Your Home’s Thermal Energy Vampire Exposed

The largest amount of energy that is consumed by homes on average is due to heating requirements, which are continuing to steadily. The average heating bill (at the time of winter alone) in the U.S. in 1999 was $564, which reached $989 by the next 6 years, and it is showing no signs of halting its steady growth even after almost 5 years have passed since the end of 2005.

Does our heating bill rise only when we use more heat to warm up our homes? It is obvious that using more energy equals more money needed to pay for it. However, the actual vampire of our home’s heat energy is something a little less obvious – the unwanted thermal energy loss effect. This is normally the main reason for our heating bills being much higher than they need to be.

This article will focus on explaining the details of this effect and how we can solve its different aspects. So, let’s take a look at the most effective and important ways we can go about doing this:

1. Fixing bad insulation. What is insulation exactly? There are certain materials that are embedded in the core of our home’s wall structures, and sometimes, even roofs and floors, that have a specific purpose – they absorb our home’s heat and radiate it back inside, for as long as possible, allowing our homes to maintain a relatively constant temperature once we turn off our heating. Your insulation is effective (good) if it radiates a high proportion of the heat it absorbs, and, also, for a reasonably long time. So it is ineffective (bad) if it does not do so. Bad insulation is one of the biggest heat wastes in our homes.

You can review your home’s insulation materials by asking experts to test them, which is the way I recommend as they will leave no stone unturned and give you an accurate analysis, which is what you want ideally. Or, if you live in an area where it tends to snow a lot, you can try out a little science experiment to determine whether your insulation is becoming obsolete: after it has been snowing for a while, check your home’s exterior and see if the ice on your home melts quicker than the ice on, for example, your neighbors’ home. If this is the case, it is a clear indication that your insulation materials’ time is up, and they need to be changed or improved simply because the ice melting quicker means that heat is allowed to escape your home at a greater rate; due to poor insulation.
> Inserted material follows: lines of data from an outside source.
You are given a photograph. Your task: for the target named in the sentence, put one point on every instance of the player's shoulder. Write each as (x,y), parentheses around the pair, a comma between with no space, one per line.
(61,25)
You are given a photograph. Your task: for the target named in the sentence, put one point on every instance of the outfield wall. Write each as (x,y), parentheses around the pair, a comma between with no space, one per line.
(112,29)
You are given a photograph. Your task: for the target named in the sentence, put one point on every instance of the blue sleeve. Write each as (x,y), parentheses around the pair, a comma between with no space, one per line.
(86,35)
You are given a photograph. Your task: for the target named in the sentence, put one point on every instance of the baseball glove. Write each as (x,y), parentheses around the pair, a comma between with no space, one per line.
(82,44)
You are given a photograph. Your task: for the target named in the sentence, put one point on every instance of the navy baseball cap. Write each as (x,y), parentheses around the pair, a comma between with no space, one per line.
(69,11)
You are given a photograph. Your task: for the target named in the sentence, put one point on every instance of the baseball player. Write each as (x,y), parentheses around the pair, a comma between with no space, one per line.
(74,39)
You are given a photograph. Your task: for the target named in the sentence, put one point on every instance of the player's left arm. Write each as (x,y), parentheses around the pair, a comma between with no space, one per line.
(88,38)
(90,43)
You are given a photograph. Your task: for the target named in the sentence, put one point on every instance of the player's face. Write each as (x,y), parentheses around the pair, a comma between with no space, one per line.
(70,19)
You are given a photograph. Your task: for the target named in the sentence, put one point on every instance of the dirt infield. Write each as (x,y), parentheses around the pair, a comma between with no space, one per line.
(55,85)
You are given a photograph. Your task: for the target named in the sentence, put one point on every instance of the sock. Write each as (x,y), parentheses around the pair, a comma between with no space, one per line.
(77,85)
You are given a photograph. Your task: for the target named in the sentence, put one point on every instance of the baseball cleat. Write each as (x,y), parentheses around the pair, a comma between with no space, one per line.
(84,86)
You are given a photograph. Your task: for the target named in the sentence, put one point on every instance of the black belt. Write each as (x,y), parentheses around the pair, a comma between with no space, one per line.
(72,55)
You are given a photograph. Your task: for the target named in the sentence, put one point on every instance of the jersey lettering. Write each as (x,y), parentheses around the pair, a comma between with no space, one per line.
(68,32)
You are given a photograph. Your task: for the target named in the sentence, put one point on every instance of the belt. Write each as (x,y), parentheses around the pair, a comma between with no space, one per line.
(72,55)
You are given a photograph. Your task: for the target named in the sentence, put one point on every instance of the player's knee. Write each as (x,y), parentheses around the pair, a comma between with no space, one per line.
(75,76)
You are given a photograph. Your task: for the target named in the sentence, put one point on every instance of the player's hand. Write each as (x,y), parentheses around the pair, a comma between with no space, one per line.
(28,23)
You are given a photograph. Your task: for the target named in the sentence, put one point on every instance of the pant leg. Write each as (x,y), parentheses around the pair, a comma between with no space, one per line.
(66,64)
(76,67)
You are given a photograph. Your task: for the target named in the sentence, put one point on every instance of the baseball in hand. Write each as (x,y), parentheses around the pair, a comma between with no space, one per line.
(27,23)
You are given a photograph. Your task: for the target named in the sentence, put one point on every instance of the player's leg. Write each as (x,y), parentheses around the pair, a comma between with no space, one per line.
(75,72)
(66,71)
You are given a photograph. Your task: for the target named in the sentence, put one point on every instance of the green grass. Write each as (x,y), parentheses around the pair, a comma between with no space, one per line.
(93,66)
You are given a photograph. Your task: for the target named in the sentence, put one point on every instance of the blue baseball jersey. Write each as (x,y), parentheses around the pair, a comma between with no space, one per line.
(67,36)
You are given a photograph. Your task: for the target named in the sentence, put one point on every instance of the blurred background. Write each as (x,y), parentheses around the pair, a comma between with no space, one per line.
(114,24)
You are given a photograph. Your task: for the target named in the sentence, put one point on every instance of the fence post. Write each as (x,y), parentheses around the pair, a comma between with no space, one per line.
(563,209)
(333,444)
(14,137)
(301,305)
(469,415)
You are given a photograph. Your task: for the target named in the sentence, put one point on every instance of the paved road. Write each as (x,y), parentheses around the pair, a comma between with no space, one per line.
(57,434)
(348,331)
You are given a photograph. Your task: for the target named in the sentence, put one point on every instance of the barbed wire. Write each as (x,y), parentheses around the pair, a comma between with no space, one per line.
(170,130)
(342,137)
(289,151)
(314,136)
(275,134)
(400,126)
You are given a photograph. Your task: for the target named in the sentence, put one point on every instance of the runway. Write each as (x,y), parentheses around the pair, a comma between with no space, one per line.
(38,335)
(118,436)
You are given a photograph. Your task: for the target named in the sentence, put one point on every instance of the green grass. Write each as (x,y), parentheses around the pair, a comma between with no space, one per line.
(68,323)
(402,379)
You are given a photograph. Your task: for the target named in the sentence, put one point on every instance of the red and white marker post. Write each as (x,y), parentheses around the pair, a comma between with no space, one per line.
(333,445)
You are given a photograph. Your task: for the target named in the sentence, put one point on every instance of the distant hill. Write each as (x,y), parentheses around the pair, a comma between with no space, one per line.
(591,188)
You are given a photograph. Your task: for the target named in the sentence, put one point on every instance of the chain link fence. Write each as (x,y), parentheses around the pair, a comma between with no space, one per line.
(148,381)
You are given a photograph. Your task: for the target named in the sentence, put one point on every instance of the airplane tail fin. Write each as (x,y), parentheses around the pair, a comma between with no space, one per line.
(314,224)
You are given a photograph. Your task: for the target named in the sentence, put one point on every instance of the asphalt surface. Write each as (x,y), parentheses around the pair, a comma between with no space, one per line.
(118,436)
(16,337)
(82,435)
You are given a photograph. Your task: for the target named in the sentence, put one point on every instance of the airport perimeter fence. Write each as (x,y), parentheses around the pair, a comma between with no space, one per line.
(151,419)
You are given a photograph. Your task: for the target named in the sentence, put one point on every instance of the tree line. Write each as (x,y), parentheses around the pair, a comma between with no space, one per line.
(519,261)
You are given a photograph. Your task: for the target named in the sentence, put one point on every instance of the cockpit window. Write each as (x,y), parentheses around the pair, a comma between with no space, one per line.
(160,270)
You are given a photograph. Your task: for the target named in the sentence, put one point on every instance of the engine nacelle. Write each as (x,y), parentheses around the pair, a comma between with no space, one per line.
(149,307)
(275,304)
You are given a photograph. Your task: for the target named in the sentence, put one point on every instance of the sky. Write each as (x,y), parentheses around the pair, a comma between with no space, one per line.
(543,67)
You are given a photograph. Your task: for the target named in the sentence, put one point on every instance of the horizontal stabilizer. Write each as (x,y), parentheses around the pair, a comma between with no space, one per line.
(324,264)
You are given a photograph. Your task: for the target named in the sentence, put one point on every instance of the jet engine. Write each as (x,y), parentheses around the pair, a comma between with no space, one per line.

2. Decreasing your thermostat temperature. The average thermostat temperature is somewhere near 60 degrees Celsius, or 140 degrees Fahrenheit. What would happen if we were to decrease this temperature by 1 degree? You will not notice a difference in your heating temperature, yet it will save up to $100 dollars on your energy bills per year. It’s a brilliant way to trim off some of the money you spend on your home energy and keep it in your wallet instead.

3. Open curtains and windows to allow sunshine in your home at day, and close them at night to keep the heat locked in. People usually consider this a “pointless suggestion”. However, it is the best way to get some natural thermal energy in your home, and it’s also one of the best ways of keeping it in at night – of course, provided that your insulation is good enough to let this happen.

4. Avoid heating up places that aren’t being used, or ones that don’t need heat at a time when you need heat elsewhere. To do this, you can simply turn off heaters in rooms / areas that don’t need heat at that time. However, a better solution is to invest in a multi-zone heating system. This system allows you to choose what parts of your home you wish to heat, which can substantially reduce your thermal energy waste.

5. Stop cold air drafts from entering your home through cracks and holes. Cold air drafts can eat up 20% of the energy you put in your home to heat it. Of course, before you can fix them, you must locate them and there are two ways you can do this: the first way is to allow an expert to come and carry out a home energy checkup. The results of this check up will make what changes need to be made to your home to increase its efficiency.

Another way you can locate sources of air drafts is by moistening your hands with a little bit of water, and hold them up near an area that you suspect could have a hole or a crack. If you feel a chilly sensation, you will have located a draft. It’s that simple!

A few good places to look for cracks and holes are the edges of doors and windows, places where two different materials meet, and around any other product that goes through the walls of your home. A wall mounted air conditioning system is an example of this. If you have one of these, make sure you have its edges properly sealed.

Once you have located air drafts, you can simply patch them up with products known as draft excluders. You can contact your local DIY store and they will be able to give you more details depending on where exactly in your home you aim to eliminate cracks and holes.

By applying the changes stated in the 5 points above, you can improve the efficiency of your home thermal energy by a stunning 73%. Considering that the average annual heating bill is approaching $1,500, making these changes could potentially cut off hundreds of dollars from that amount for you each year. So, It’s definitely well worth the investment!